Außerdem muss zwischen den einzelnen Besoldungsgruppen ein hinreichend großer Abstand gewahrt werden. Das heißt, Beamtinnen und Beamte der höheren Besoldungsgruppen müssen wegen der höheren Wertigkeit der ihnen anvertrauten Tätigkeiten ein höheres Einkommen haben als in niedrigeren Besoldungsgruppen.
Besoldungsfragen werden schrittweise durch Gerichtsentscheidungen beantwortet
Offen sind noch zwei Musterstreitverfahren gegen das Land Hessen. Die Kläger tragen vor, die Alimentation in der sog. A- sowie in der W-Besoldung sei nicht amtsangemessen. Zuletzt hatte der Verwaltungsgerichtshof in Kassel entschieden, dass die verfassungsrechtlichen Grundsätze des Abstandsgebots nicht eingehalten seien und in zwei Beschlüssen vom 30. November 2021 die Frage der Verfassungsmäßigkeit der hessischen Besoldung dem Bundesverfassungsgericht zur Entscheidung vorgelegt. Wird der Abstand der Nettobesoldung in der niedrigsten Besoldungsgruppe und Erfahrungsstufe zum Grundsicherungsniveau nicht eingehalten, wirkt sich dies auf das ganze System und auf alle Besoldungsgruppen aus.
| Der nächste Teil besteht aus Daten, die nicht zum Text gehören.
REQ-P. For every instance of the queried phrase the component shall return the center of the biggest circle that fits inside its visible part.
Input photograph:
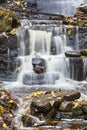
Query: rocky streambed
(42, 110)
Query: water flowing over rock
(8, 54)
(81, 15)
(76, 68)
(39, 65)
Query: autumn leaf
(79, 103)
(2, 110)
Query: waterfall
(39, 43)
(66, 7)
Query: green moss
(6, 19)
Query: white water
(40, 46)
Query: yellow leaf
(54, 122)
(40, 128)
(4, 126)
(19, 69)
(38, 93)
(13, 31)
(69, 31)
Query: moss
(7, 18)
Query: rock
(8, 54)
(72, 54)
(8, 19)
(42, 107)
(84, 108)
(72, 97)
(81, 15)
(66, 106)
(83, 52)
(77, 112)
(39, 65)
(3, 1)
(27, 121)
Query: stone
(26, 120)
(66, 106)
(84, 108)
(83, 52)
(39, 65)
(77, 112)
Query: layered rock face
(81, 15)
(8, 54)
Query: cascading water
(40, 44)
(66, 7)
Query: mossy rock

Der Bund, alle Bundesländer und damit auch das Land Hessen stehen nun vor der Herausforderung, eine verfassungskonforme Alimentation der Beamtinnen und Beamten, Richterinnen und Richter, sowie der Versorgungsempfängerinnen und -empfänger wiederherzustellen. Die Hessische Landesregierung hatte bereits unmittelbar nach der Verkündung der Vorlagebeschlüsse des Hessischen Verwaltungsgerichtshofs erklärt, nicht erst die Entscheidung des Bundesverfassungsgerichtes abzuwarten, sondern unverzüglich Maßnahmen zu entwickeln.